Study Kicks Official History of American Plains Horse

Textbooks on the history of the Americas are definitely going to need a reprint. In any case, a good dusting off on the part concerning the Native Americans and their relationship with horses. According to the various chronicles established by Europeans, the first contacts between equines and indigenous peoples date from the revolt of the Pueblos in 1680.

A story to which the Comanches, Lakota or Pawnee have never adhered. Because for them, as the Chief Joe American Horse, Chief of the Oglala Lakota Oyate, “horses have been part of us since long before other cultures came to our lands, and we are part of them”. This eminent member of the Amerindian community co-signed with 87 scientists an article which has just appeared in the very prestigious science journale.
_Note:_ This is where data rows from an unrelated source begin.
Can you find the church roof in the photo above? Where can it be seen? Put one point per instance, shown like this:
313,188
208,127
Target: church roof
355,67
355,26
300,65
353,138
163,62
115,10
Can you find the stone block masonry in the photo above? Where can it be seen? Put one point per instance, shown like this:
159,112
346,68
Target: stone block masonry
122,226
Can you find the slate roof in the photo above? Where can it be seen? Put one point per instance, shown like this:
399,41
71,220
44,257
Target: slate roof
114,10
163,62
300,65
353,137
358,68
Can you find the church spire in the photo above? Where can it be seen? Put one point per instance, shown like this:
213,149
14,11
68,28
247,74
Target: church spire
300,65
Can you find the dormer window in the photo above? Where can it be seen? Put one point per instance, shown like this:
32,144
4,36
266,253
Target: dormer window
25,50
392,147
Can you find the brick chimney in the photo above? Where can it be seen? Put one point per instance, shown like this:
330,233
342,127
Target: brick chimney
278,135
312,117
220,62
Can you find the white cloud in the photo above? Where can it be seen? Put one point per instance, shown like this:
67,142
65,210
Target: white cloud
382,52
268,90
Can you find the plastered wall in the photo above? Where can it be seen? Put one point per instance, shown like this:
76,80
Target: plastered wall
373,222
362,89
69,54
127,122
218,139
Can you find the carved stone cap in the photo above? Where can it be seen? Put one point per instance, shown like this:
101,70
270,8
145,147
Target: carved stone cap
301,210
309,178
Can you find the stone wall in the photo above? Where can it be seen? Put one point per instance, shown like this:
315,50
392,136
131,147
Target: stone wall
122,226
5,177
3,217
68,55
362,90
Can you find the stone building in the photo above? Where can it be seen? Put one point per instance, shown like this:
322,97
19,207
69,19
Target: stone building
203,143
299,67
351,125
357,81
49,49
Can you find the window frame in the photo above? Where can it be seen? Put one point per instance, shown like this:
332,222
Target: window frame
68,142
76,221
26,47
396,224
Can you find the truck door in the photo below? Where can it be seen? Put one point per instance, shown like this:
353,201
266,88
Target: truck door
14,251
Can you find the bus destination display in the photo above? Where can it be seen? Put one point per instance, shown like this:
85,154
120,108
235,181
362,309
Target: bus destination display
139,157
This study undermines a part of this history of the American plains that some took for granted.

Already there in 1600 but still of Iberian origin

Thanks to animal fossils including DNA, a fascinating time machine, these researchers have been able to demonstrate that the horse was indeed present in the American West from the beginning of the 16th century. “The model, as it is consensually accepted except by some of the native peoples, is to say that at the time of the Pueblo revolt the Native American people literally took control of their horses. We have dated the archaeological remains of horses, associated with native Amerindian contexts, to carbon 14 around 1600. This means that we must advance the contact between the horse and the Amerindians by about a century. This is important. because it shows the limit of the historical approach when there is genocide involved, when there is colonization,” says Ludovic Orlando of Center for Anthropology and Genomics (CNRS-UT3) of Toulouse.

For more than ten years, with his team of geneticists, he has sequenced the DNA of more than a thousand horses that have lived in the four corners of the planet, whether contemporary or 12,000 years old. Thanks to the molecule, which never lies and does not suffer from the twists made to history, he thus succeeded in demonstrating in 2018 that Przewalski’s horse which was thought to be the last survivor of domestication has in fact left wildlife 5,500 years ago.

A small revolution, at the time, which pushed certain specialists to show on their high horses. A voice that denoted but which convinced Yvette Running Horse Collin, a doctoral student from the Lakoda community, to speak to him. This is how this project on the history of the horse of the American plains was born, at the crossroads between scientists from the Western world and indigenous nations, on both sides of the Atlantic.

The impact of colonization, even on animal DNA

“The archaeological science presented in our research illustrates all the benefits of developing sincere and equitable collaborative partnerships with indigenous communities”, insists Carlton Shield Chief Gover, Pawnee archaeologist and co-author of the study, which still leaves outstanding issues.

Because while they found the horse was indeed a companion of the native peoples in 1600, sequencing showed that these early 17th century horses weren’t brought back by the Vikings in the 11th century, they weren’t either more in America since all time. But they are of Iberian descent. So how did they get there? Since when ?

If we will have to wait for new fossils to be able to provide the beginning of an answer on the date of their presence in the American plains, one thing is certain.
Once they arrived, like men, colonization did not spare them. Teams of scientists have also sequenced the horses of indigenous peoples today and in addition to their Iberian ancestry, there are now English traces. “It’s quite striking to realize that colonization has not only impacted humans, ”genociding” them and subjugating them. She signed up by reworking, rewriting the genetic heritage of their favorite animal. Colonization is not just a man-to-man affair, it’s a human-to-environment affair,” concludes Ludovic Orlando. A new workhorse in perspective.